Parmotrema amaniense

Scientific classification
- Domain: Eukaryota
- Kingdom: Fungi
- Division: Ascomycota
- Class: Lecanoromycetes
- Order: Lecanorales
- Family: Parmeliaceae
- Genus: Parmotrema
- Species: P. amaniense
- Binomial name: Parmotrema amaniense (J.Steiner & Zahlbr.) Krog & Swinscow (1983)
- Synonyms: Parmelia amaniensis J.Steiner & Zahlbr. (1926);

= Parmotrema amaniense =

- Authority: (J.Steiner & Zahlbr.) Krog & Swinscow (1983)
- Synonyms: Parmelia amaniensis J.Steiner & Zahlbr. (1926)

Species of lichen

Parmotrema amaniense is a species of corticolous lichen in the family Parmeliaceae.

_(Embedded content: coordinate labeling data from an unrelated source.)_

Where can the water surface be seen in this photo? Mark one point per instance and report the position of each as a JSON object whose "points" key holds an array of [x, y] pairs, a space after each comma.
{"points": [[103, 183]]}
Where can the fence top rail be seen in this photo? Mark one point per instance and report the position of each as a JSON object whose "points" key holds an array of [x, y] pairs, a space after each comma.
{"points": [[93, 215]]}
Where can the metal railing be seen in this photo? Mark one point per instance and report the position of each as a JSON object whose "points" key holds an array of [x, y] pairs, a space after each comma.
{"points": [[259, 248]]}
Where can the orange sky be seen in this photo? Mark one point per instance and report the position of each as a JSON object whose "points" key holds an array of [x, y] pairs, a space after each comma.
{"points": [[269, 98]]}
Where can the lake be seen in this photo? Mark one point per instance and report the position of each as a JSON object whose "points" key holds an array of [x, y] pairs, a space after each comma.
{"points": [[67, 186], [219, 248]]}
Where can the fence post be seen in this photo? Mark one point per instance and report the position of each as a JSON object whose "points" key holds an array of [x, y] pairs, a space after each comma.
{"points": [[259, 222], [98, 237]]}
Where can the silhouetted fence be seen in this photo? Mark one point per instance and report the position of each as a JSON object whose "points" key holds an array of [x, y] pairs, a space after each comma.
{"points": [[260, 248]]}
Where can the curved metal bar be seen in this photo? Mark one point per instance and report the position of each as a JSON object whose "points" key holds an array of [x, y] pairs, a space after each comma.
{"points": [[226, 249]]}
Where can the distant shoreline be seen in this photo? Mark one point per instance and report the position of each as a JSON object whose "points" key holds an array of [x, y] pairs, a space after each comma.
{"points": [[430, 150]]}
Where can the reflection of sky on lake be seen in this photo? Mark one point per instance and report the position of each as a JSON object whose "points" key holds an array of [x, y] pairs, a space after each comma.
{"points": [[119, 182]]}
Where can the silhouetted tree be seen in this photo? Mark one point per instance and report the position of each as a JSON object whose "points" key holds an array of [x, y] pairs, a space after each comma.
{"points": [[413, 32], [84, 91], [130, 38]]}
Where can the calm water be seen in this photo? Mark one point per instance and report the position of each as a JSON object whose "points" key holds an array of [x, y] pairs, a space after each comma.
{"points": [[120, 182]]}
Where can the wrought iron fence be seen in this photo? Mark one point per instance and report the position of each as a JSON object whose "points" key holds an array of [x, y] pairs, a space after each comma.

Found in Africa, the lichen was originally described by J. Steiner and A. Zahlbruckner as a species of Parmelia in 1926. The holotype collection was made in Usambara (Tanzania) at an elevation of 800 m. Krog & Swinscow transferred the taxon to Parmotrema in 1983. Secondary chemicals present in Parmotrema amaniense include alectoronic acid, protocetraric acid, and atranorin. In addition to Tanzania, it has been recorded in Uganda, Angola, Malawi, Mozambique, Sierra Leone, Zambia, and Zimbabwe.